I’ve seen a number of proposed “Downton Abbey” reading lists for those wanting to know more of the Edwardians and World War I. Mostly they round up the usual suspects in literary fiction, memoir and poetry, which is well and good to a point. Paul Fussell’s The Great War and Modern Memory is one of my favorite books, and yes, you really should read Siegfried Sassoon, Wilfred Owen, Robert Lowell’s Goodbye To All That, Vera Brittain’s elegiac Testament of Youth. Be aware, though, they are more downers than “Downton.”

They are not the books I went in search of to satisfy my craving for sudsy family sagas. I am still getting to know the Crawleys. The Swanns, the Grevilles, the Straffords, the Spragues and the Days are all old friends, and thanks to R.E. Delderfield, Philip Rock, Ursula Zilinksy and Elswyth Thane, I know their family trees better than my own. (They also are handily printed at the novels’ beginnings).

Right now, I’m basking in Zilinsky’s The Long Afternoon, delighting again in the details of life at Altondale Park a century ago: “Draperies and portieres and clutter made unending work, especially when combined with sooty coal fires, but housemaids cost less to keep than a hunting dog, and the rumblings of William Morris, who preached natural wood, light-colored walls, and simplicity, would not reach Yorkshire for some years to come, and when they did, would be ignored.”

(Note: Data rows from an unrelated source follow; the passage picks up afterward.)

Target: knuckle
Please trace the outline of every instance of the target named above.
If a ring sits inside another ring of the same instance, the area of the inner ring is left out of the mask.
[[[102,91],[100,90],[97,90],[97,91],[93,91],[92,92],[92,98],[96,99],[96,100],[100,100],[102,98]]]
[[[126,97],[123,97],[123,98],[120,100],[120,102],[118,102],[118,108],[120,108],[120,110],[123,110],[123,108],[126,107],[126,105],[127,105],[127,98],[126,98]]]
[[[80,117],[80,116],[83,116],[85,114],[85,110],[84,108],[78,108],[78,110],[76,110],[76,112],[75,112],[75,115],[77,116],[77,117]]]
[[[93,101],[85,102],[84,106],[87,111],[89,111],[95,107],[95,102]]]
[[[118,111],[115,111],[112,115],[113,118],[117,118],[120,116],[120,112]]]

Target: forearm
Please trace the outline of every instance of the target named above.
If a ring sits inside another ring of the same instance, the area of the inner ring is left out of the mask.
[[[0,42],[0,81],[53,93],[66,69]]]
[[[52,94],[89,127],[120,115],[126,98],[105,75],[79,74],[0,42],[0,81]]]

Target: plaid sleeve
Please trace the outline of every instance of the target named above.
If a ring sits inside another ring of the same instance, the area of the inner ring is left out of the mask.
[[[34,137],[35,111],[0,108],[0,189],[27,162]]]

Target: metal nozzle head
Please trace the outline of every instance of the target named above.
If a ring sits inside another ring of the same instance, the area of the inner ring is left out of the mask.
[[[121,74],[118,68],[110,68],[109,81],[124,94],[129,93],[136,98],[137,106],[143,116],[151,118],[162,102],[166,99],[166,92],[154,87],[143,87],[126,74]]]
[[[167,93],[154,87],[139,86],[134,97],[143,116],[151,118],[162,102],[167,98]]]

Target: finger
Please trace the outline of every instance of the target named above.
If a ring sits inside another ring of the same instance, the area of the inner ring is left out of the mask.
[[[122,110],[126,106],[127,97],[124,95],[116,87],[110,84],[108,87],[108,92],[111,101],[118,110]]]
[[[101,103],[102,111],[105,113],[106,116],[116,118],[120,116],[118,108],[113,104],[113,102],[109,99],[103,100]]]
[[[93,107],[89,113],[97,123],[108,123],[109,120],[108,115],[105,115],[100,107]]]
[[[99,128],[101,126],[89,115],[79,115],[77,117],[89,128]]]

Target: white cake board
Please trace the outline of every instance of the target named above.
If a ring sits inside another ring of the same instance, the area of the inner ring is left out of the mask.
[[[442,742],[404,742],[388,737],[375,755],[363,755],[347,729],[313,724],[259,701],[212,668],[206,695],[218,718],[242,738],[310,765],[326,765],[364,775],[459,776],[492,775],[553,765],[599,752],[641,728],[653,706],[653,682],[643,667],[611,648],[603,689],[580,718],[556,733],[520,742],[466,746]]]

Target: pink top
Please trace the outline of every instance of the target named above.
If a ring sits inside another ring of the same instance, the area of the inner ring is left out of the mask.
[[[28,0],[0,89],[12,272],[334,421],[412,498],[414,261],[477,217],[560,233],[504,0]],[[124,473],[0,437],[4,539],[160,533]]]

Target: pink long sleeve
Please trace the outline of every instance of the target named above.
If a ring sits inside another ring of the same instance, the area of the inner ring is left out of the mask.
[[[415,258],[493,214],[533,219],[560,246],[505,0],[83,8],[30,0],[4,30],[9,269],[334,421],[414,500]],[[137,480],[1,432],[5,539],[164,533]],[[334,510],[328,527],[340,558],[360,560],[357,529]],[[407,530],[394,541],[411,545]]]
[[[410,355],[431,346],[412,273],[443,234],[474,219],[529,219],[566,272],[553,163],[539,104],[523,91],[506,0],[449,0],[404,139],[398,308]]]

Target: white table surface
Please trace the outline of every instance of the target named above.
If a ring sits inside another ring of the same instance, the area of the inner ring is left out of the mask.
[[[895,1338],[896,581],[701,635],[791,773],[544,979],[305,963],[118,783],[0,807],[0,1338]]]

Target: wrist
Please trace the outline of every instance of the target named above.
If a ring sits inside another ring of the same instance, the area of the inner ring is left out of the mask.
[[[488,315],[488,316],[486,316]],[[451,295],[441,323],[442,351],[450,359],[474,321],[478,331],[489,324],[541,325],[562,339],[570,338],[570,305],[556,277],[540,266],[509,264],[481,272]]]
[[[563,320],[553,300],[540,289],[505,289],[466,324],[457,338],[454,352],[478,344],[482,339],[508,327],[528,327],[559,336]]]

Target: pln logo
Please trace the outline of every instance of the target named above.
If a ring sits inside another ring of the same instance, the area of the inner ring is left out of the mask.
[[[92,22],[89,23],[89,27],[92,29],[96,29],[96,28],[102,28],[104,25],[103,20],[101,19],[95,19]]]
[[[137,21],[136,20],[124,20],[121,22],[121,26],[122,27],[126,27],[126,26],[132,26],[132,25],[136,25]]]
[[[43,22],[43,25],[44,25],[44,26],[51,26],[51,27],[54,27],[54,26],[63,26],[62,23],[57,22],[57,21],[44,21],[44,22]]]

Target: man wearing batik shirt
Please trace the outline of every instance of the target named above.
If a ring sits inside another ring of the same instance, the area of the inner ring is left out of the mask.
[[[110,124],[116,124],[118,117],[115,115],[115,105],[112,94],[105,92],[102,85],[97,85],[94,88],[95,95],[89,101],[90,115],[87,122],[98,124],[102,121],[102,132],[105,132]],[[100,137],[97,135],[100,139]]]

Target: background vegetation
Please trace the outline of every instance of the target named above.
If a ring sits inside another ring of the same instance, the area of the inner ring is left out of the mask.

After I finish with the changing fortunes of aristocratic Toby, his German cousin Felix, and their friend David, the vicar’s son, I plan to move on to Rock’s The Passing Bells and reacquainting myself with the Grevilles, American cousin Martin and housemaid Ivy Thaxton. Since it’s the first book in a trilogy, I’ll be hard pressed to stop with one book.

And then there are Delderfield’s doorstops in his God is an Englishman trilogy. The Edwardian/ World War I story of Adam Swann’s heirs is the third, Theirs Was the Kingdom. And there are seven volumes in Thane’s Williamsburg series, although The Light Heart, following Phoebe Sprague and Oliver Campion from 1902 to 1917, may well be my favorite.

Unfortunately, many of these books are out-of-print, but you can find copies in libraries and used bookstores. Lucky me has them all, as well as Alison McLeay’s The Summer House, Rumer Godden’s China Court, and Kate Morton’s more recent The House at Riverton.

The many new books I have to read are just going to have to wait. Look for me in an English country house. I hope you’ll stay for tea.